Надя вспомнила про свое письмо и, уединившись на кухне, осмотрела конверт повнимательней — обыкновенный, без марки, значит, сами принесли и бросили, почерк незнакомый. Торопливо вытащила несколько сложенных вчетверо листков.

Письмо начиналось с хамского эпиграфа: «Для той, кому привычнее брать не в толк, а сама знаешь куда…»

Надя даже оглянулась по сторонам, точно кто-то рядом мог разделить ее недоумение, чувствуя, как от гнева разогрелись щёки. Она скомкала письмо и зашвырнула в мусорное ведро.

— Сволочь неблагодарная, — пробормотала Надя, думая, что автор, довольный очередной шуткой, катит сейчас в свои забытые чёртовы кулички.

Прочитанное всё же скверно укладывалось в рамки грубого розыгрыша. Надя достала из ведра мятые листки, к которым уже налипла яичная скорлупа и картофельные очистки.

«Очень надеюсь, что пока еще разговариваю с тобой, а не с пищевыми отходами. Вначале выслушай, а потом я примирюсь с любым собеседником…»

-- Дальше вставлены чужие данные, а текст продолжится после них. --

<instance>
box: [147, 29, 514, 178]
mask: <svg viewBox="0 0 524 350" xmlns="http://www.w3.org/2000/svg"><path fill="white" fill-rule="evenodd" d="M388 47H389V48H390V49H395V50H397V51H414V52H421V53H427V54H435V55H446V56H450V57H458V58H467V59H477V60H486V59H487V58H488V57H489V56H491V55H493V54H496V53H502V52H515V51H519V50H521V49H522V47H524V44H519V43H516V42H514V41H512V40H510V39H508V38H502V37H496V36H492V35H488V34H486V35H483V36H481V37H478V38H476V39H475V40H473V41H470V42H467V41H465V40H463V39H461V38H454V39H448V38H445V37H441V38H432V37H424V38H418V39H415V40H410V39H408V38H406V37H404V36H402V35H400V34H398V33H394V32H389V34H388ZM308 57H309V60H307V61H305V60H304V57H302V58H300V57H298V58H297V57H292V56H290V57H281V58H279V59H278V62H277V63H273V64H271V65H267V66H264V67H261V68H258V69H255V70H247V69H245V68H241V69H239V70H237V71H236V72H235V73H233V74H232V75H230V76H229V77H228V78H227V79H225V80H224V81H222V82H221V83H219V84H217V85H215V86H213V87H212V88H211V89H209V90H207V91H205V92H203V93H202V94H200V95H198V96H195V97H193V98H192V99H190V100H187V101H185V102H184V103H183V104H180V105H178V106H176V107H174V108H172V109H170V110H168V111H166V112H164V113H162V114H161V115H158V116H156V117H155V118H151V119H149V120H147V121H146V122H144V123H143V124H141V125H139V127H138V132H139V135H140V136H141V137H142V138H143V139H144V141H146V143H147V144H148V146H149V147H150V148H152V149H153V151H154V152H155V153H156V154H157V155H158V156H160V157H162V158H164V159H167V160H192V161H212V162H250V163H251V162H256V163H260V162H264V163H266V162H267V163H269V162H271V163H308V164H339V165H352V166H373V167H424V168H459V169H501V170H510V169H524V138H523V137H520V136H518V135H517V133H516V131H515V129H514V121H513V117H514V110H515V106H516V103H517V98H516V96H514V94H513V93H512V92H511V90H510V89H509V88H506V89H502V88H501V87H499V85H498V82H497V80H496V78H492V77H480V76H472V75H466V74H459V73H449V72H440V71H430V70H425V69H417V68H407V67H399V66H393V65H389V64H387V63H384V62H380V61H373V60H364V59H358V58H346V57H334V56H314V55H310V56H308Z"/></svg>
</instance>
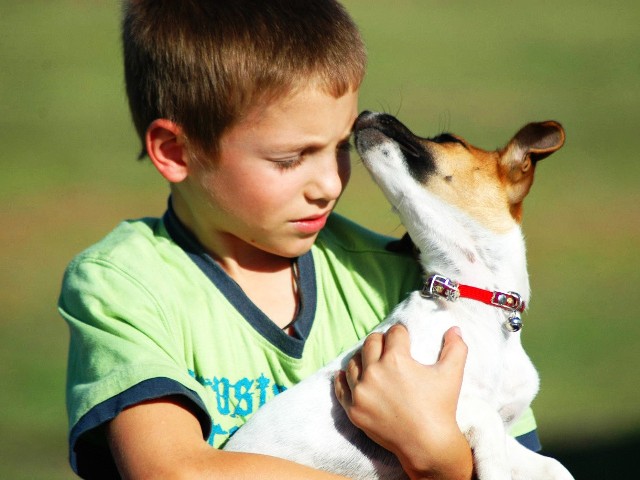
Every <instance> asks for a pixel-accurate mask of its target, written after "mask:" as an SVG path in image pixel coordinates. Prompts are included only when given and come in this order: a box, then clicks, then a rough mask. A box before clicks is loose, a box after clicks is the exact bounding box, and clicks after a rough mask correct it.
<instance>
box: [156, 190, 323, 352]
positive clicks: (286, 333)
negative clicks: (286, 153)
mask: <svg viewBox="0 0 640 480" xmlns="http://www.w3.org/2000/svg"><path fill="white" fill-rule="evenodd" d="M163 221H164V225H165V227H166V229H167V232H168V233H169V235H170V236H171V238H172V239H173V241H174V242H176V244H177V245H178V246H179V247H180V248H182V249H183V250H184V252H185V253H186V254H187V255H188V256H189V258H191V260H192V261H193V262H194V263H195V264H196V265H197V266H198V268H200V270H201V271H202V272H203V273H204V274H205V275H206V276H207V278H209V280H211V282H212V283H213V284H214V285H215V286H216V288H217V289H218V290H219V291H220V292H221V293H222V294H223V295H224V296H225V298H226V299H227V300H228V301H229V303H231V304H232V305H233V306H234V308H235V309H236V310H237V311H238V312H239V313H240V314H241V315H242V316H243V317H244V319H245V320H246V321H247V322H248V323H249V324H250V325H251V326H252V327H253V329H254V330H256V331H257V332H258V333H259V334H260V335H262V336H263V337H264V338H265V339H266V340H267V341H269V342H270V343H271V344H272V345H274V346H275V347H277V348H278V349H279V350H280V351H282V352H283V353H285V354H287V355H289V356H290V357H293V358H302V352H303V351H304V344H305V341H306V339H307V337H308V336H309V332H310V331H311V327H312V326H313V320H314V318H315V313H316V302H317V291H316V274H315V266H314V263H313V256H312V254H311V251H309V252H307V253H305V254H304V255H301V256H300V257H298V258H297V260H296V261H297V262H298V292H299V295H300V305H299V308H298V313H297V315H296V319H295V322H294V323H293V334H292V335H289V334H287V333H286V332H284V331H283V330H282V329H281V328H280V327H278V326H277V325H276V324H275V323H274V322H273V321H271V320H270V319H269V317H267V315H266V314H265V313H264V312H263V311H262V310H260V309H259V308H258V307H257V306H256V305H255V304H254V303H253V302H252V301H251V299H249V297H247V295H246V294H245V293H244V291H243V290H242V288H240V286H239V285H238V284H237V283H236V282H235V281H234V280H233V279H232V278H231V277H230V276H229V275H228V274H227V273H226V272H225V271H224V270H223V269H222V267H221V266H220V265H219V264H218V262H216V261H215V260H214V259H213V258H212V257H211V256H210V255H209V254H208V253H206V251H205V250H204V248H203V247H202V245H201V244H200V242H198V240H197V239H196V238H195V237H194V236H193V235H192V234H191V232H189V231H188V230H187V228H186V227H185V226H184V225H183V224H182V222H181V221H180V219H179V218H178V217H177V215H176V213H175V211H174V210H173V207H172V206H171V199H169V206H168V208H167V211H166V213H165V214H164V216H163Z"/></svg>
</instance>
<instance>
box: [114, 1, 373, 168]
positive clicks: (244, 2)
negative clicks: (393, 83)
mask: <svg viewBox="0 0 640 480" xmlns="http://www.w3.org/2000/svg"><path fill="white" fill-rule="evenodd" d="M122 39H123V49H124V65H125V81H126V87H127V96H128V98H129V107H130V110H131V115H132V117H133V122H134V124H135V127H136V130H137V132H138V135H139V137H140V139H141V140H142V145H143V149H142V153H141V155H140V158H142V157H143V156H144V155H145V153H146V152H145V147H144V144H145V140H144V139H145V134H146V130H147V128H148V126H149V125H150V124H151V122H153V121H154V120H156V119H158V118H167V119H169V120H171V121H173V122H175V123H177V124H178V125H180V126H181V127H182V130H183V133H184V135H185V137H186V141H187V143H188V146H189V147H190V149H194V150H195V152H197V153H198V156H199V155H200V154H204V155H215V154H216V153H217V152H218V147H219V140H220V137H221V135H222V133H223V132H224V131H225V130H226V129H228V128H230V127H232V126H233V125H234V124H235V123H237V122H238V121H239V120H241V119H242V116H243V115H245V114H246V113H247V112H248V110H249V109H250V108H251V107H253V106H255V105H257V104H259V102H263V101H268V100H270V99H272V98H276V97H278V96H281V95H284V94H287V93H289V92H292V91H295V89H296V88H301V87H305V86H309V85H311V86H314V87H318V88H320V89H321V90H323V91H325V92H326V93H329V94H331V95H333V96H335V97H339V96H341V95H343V94H344V93H346V92H348V91H350V90H354V89H356V88H358V87H359V85H360V83H361V81H362V78H363V77H364V72H365V64H366V53H365V49H364V45H363V42H362V39H361V37H360V34H359V32H358V29H357V27H356V26H355V24H354V22H353V21H352V19H351V17H350V16H349V14H348V13H347V12H346V10H345V9H344V8H343V7H342V6H341V5H340V4H339V3H337V2H336V1H334V0H129V1H125V4H124V20H123V31H122ZM192 153H193V152H192Z"/></svg>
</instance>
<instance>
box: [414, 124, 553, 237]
mask: <svg viewBox="0 0 640 480" xmlns="http://www.w3.org/2000/svg"><path fill="white" fill-rule="evenodd" d="M564 138H565V136H564V130H563V129H562V126H560V124H558V123H556V122H544V123H531V124H528V125H526V126H525V127H523V128H522V129H521V130H520V131H519V132H518V133H517V134H516V135H515V136H514V137H513V138H512V139H511V141H510V142H509V143H508V144H507V146H506V147H504V148H503V149H501V150H496V151H486V150H482V149H480V148H477V147H474V146H472V145H470V144H469V143H467V142H466V141H464V140H463V139H462V138H460V137H454V139H455V141H446V142H442V143H440V142H434V141H430V140H424V141H423V144H424V146H425V148H426V149H427V150H428V151H429V152H431V155H432V157H433V159H434V161H435V164H436V173H435V174H434V175H430V176H429V177H428V178H427V179H426V183H425V187H426V188H428V189H429V190H430V191H431V192H432V193H435V194H436V195H438V196H439V197H440V198H442V199H443V200H444V201H446V202H448V203H450V204H452V205H455V206H456V207H458V208H460V209H461V210H463V211H465V212H466V213H468V214H469V215H470V216H471V217H472V218H474V219H475V220H476V221H478V222H479V223H481V224H482V225H484V226H485V227H487V228H489V229H490V230H492V231H495V232H498V233H504V232H506V231H508V230H510V229H511V228H512V227H513V225H514V222H515V223H520V222H521V221H522V201H523V200H524V198H525V196H526V195H527V193H528V192H529V190H530V188H531V185H532V183H533V174H534V171H535V166H536V163H537V161H539V160H541V159H542V158H545V157H546V156H548V155H550V154H551V153H553V152H555V151H556V150H558V149H559V148H560V147H561V146H562V145H563V143H564Z"/></svg>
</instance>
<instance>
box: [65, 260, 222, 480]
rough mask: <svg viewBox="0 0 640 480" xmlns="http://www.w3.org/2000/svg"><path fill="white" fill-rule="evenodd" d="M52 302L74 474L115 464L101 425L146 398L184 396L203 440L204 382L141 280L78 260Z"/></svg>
mask: <svg viewBox="0 0 640 480" xmlns="http://www.w3.org/2000/svg"><path fill="white" fill-rule="evenodd" d="M58 306H59V311H60V313H61V315H62V316H63V318H64V319H65V320H66V321H67V323H68V325H69V329H70V346H69V363H68V368H67V392H66V394H67V411H68V415H69V428H70V432H69V452H70V463H71V466H72V468H73V469H74V471H76V473H78V474H80V475H81V476H92V475H91V471H94V472H99V471H102V472H105V471H110V469H113V468H115V466H114V465H113V460H112V459H111V455H110V452H109V450H108V447H107V444H106V439H105V437H104V429H103V428H102V427H103V426H104V425H105V423H106V422H108V421H109V420H111V419H113V418H115V416H117V415H118V413H120V412H121V411H122V410H123V409H125V408H127V407H129V406H132V405H136V404H138V403H140V402H143V401H146V400H151V399H156V398H163V397H167V396H173V395H179V396H182V397H185V398H186V399H187V400H188V404H190V405H191V406H192V408H191V410H192V411H193V412H194V414H195V415H196V417H197V418H198V420H199V421H200V424H201V426H202V431H203V438H207V437H208V436H209V433H210V432H209V431H210V428H211V419H210V417H209V414H208V413H207V410H206V407H205V405H204V402H203V401H202V398H203V396H202V392H201V389H202V387H201V385H200V384H199V383H197V382H196V381H195V379H193V378H192V377H191V376H190V375H189V373H188V367H187V366H186V363H185V352H184V347H183V346H182V345H181V342H180V338H181V335H180V332H179V331H176V330H177V329H176V327H175V326H173V325H172V324H171V322H170V321H169V319H168V316H167V314H166V312H165V309H164V308H163V305H162V303H161V302H160V301H158V299H156V298H155V297H154V295H153V294H152V292H150V291H149V290H148V289H147V288H146V287H145V285H144V284H143V283H142V282H140V281H138V280H137V279H136V278H135V277H134V276H133V275H131V274H130V273H128V272H126V271H125V270H124V269H122V268H119V267H118V266H116V265H113V264H111V263H109V262H107V261H104V260H101V259H83V260H82V261H76V262H74V263H72V264H71V265H70V266H69V268H68V269H67V272H66V274H65V278H64V281H63V286H62V291H61V295H60V299H59V303H58ZM100 469H102V470H100Z"/></svg>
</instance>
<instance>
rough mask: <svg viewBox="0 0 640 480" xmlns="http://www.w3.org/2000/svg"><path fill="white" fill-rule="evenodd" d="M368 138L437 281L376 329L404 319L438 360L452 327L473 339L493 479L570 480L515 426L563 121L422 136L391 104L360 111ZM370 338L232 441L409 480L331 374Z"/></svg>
mask: <svg viewBox="0 0 640 480" xmlns="http://www.w3.org/2000/svg"><path fill="white" fill-rule="evenodd" d="M354 133H355V142H356V148H357V150H358V152H359V153H360V156H361V157H362V160H363V161H364V164H365V166H366V168H367V169H368V170H369V172H370V174H371V175H372V177H373V179H374V180H375V181H376V183H377V184H378V185H379V186H380V188H381V189H382V191H383V192H384V194H385V196H386V197H387V199H388V200H389V201H390V203H391V204H392V205H393V207H394V209H395V210H396V211H397V212H398V214H399V216H400V218H401V220H402V223H403V225H404V226H405V228H406V229H407V233H408V234H409V236H410V237H411V239H412V241H413V242H414V244H415V245H416V247H417V249H418V250H419V252H420V263H421V266H422V268H423V270H424V272H426V274H425V276H426V277H427V279H426V281H425V284H424V286H423V288H422V290H420V291H416V292H413V293H412V294H410V295H409V297H408V298H407V299H406V300H404V301H403V302H402V303H400V304H399V305H398V306H397V307H396V308H395V309H394V310H393V311H392V312H391V314H390V315H389V316H388V318H387V319H386V320H385V321H384V322H382V323H381V324H380V325H379V327H377V328H376V329H375V331H378V332H384V331H386V330H387V329H388V328H389V327H390V326H391V325H393V324H396V323H402V324H404V325H405V326H406V327H407V329H408V331H409V335H410V338H411V355H412V356H413V358H415V359H416V360H417V361H419V362H421V363H423V364H434V363H435V362H436V361H437V359H438V355H439V353H440V349H441V347H442V338H443V334H444V332H445V331H446V330H448V329H449V328H450V327H452V326H459V327H460V329H461V332H462V337H463V339H464V340H465V343H466V344H467V347H468V356H467V362H466V365H465V372H464V379H463V384H462V390H461V393H460V398H459V402H458V409H457V415H456V418H457V422H458V424H459V426H460V429H461V431H462V433H463V434H464V435H465V437H466V439H467V441H468V442H469V444H470V446H471V449H472V451H473V457H474V469H475V474H476V475H477V476H478V478H479V479H481V480H498V479H499V480H512V479H522V480H525V479H526V480H550V479H553V480H569V479H572V478H573V477H572V476H571V474H570V473H569V472H568V471H567V470H566V469H565V468H564V467H563V466H562V465H561V464H560V463H559V462H557V461H556V460H554V459H551V458H548V457H544V456H542V455H539V454H537V453H535V452H532V451H530V450H528V449H527V448H525V447H524V446H522V445H520V444H519V443H518V442H517V441H516V440H515V439H514V438H512V437H511V436H509V435H508V434H507V432H508V430H509V428H510V426H511V425H513V424H514V422H515V421H516V420H517V419H518V417H519V416H520V415H521V414H522V413H523V412H524V411H525V409H526V408H527V407H528V406H529V405H530V403H531V401H532V400H533V398H534V396H535V395H536V393H537V391H538V385H539V380H538V374H537V372H536V370H535V368H534V366H533V364H532V363H531V361H530V359H529V357H528V356H527V355H526V353H525V352H524V349H523V348H522V345H521V343H520V333H519V330H520V328H521V327H522V321H521V318H520V314H521V313H522V312H523V311H524V309H525V307H526V305H527V303H528V301H529V294H530V290H529V279H528V275H527V267H526V258H525V245H524V240H523V236H522V232H521V229H520V223H521V219H522V202H523V200H524V197H525V196H526V195H527V193H528V192H529V189H530V188H531V185H532V182H533V174H534V170H535V167H536V164H537V162H538V161H539V160H541V159H543V158H545V157H547V156H548V155H550V154H552V153H553V152H555V151H556V150H558V149H559V148H560V147H561V146H562V145H563V143H564V139H565V134H564V130H563V128H562V126H561V125H560V124H558V123H556V122H553V121H547V122H542V123H530V124H528V125H526V126H524V127H523V128H522V129H521V130H520V131H519V132H518V133H517V134H516V135H515V136H514V137H513V138H512V139H511V141H510V142H509V143H508V144H507V146H506V147H504V148H503V149H500V150H497V151H493V152H488V151H485V150H481V149H479V148H476V147H474V146H472V145H470V144H469V143H467V142H466V141H465V140H464V139H462V138H460V137H458V136H454V135H450V134H442V135H439V136H437V137H435V138H431V139H424V138H420V137H417V136H416V135H414V134H413V133H412V132H411V131H409V129H408V128H407V127H405V126H404V125H403V124H402V123H400V122H399V121H398V120H397V119H395V118H394V117H392V116H391V115H387V114H381V113H370V112H364V113H362V114H361V115H360V116H359V117H358V119H357V120H356V123H355V126H354ZM361 345H362V342H361V343H360V344H358V345H357V346H355V347H354V348H353V349H352V350H350V351H348V352H346V353H344V354H342V355H341V356H340V357H338V358H336V359H335V360H334V361H333V362H331V363H329V364H328V365H327V366H326V367H324V368H322V369H321V370H319V371H318V372H317V373H315V374H314V375H312V376H311V377H309V378H307V379H305V380H304V381H302V382H301V383H299V384H298V385H296V386H295V387H293V388H291V389H289V390H287V391H286V392H284V393H282V394H280V395H278V396H277V397H275V398H274V399H272V400H271V401H270V402H268V403H267V404H266V405H265V406H264V407H262V408H261V409H260V410H259V411H258V412H257V413H256V414H255V415H254V416H253V417H252V418H251V419H250V420H249V421H248V422H247V424H246V425H244V426H243V427H242V428H241V429H240V430H238V431H237V432H236V433H235V435H234V436H233V437H231V439H230V440H229V442H228V444H227V445H226V446H225V450H234V451H244V452H254V453H262V454H267V455H273V456H277V457H283V458H287V459H290V460H292V461H295V462H298V463H301V464H305V465H308V466H311V467H314V468H316V469H321V470H327V471H330V472H334V473H337V474H341V475H344V476H346V477H351V478H357V479H377V478H384V479H395V478H406V476H405V474H404V472H403V471H402V469H401V467H400V463H399V462H398V460H397V459H396V457H395V456H393V454H391V453H390V452H388V451H387V450H385V449H383V448H382V447H379V446H378V445H376V444H375V443H374V442H373V441H371V440H370V439H369V438H368V437H366V436H365V435H364V434H363V433H362V432H361V431H360V430H359V429H358V428H356V427H355V426H353V424H352V423H351V422H350V421H349V418H348V417H347V415H346V413H345V412H344V410H343V409H342V407H341V406H340V405H339V403H338V401H337V399H336V397H335V394H334V385H333V379H334V376H335V374H336V372H337V371H338V370H340V369H344V368H345V367H346V364H347V362H348V361H349V359H350V358H351V356H352V355H353V354H354V352H356V351H358V349H359V348H360V346H361Z"/></svg>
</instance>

Невесело усмехнувшись прозорливости сочинителя, Надя быстро посмотрела на последний, как ей показалось, лист. Подписи не было. Заключительная фраза обрывалась ничего не значащим переносом «одевал теплом солнечных лу-…» Скорее всего страницы были сложены не по порядку. Надя решила, что разберется по мере прочтения.

«Не вышло, не справился с эмоциями. Но я не жалею, и не стану ругань свою зачеркивать или начинать письмо заново. Всякая корректура — уже лицемерие. Хочу оставаться с тобой до конца искренним. Ты, конечно, спросишь, а уместна ли с девушкой подобная искренность? Совершенно верно, не уместна. Поэтому и приношу мои извинения, такие же глубокие, какими еще могут быть только соболезнования.

Во первых строках сообщаю, что это письмо — единственное и последнее. Честное слово. Для чего я пишу его? Может, чтобы ты, наконец, узнала, какую любовь потеряла, как была нужна мне.

Страшно подумать, почти страницу исписал, а ничего толком не сказал, лишь демагогию развел. С чего же начать… Забавно, всегда умел на людях складно излагать свои мысли, такие речи закатывал, что держись, а один на один с бумагой и пары слов связать не могу.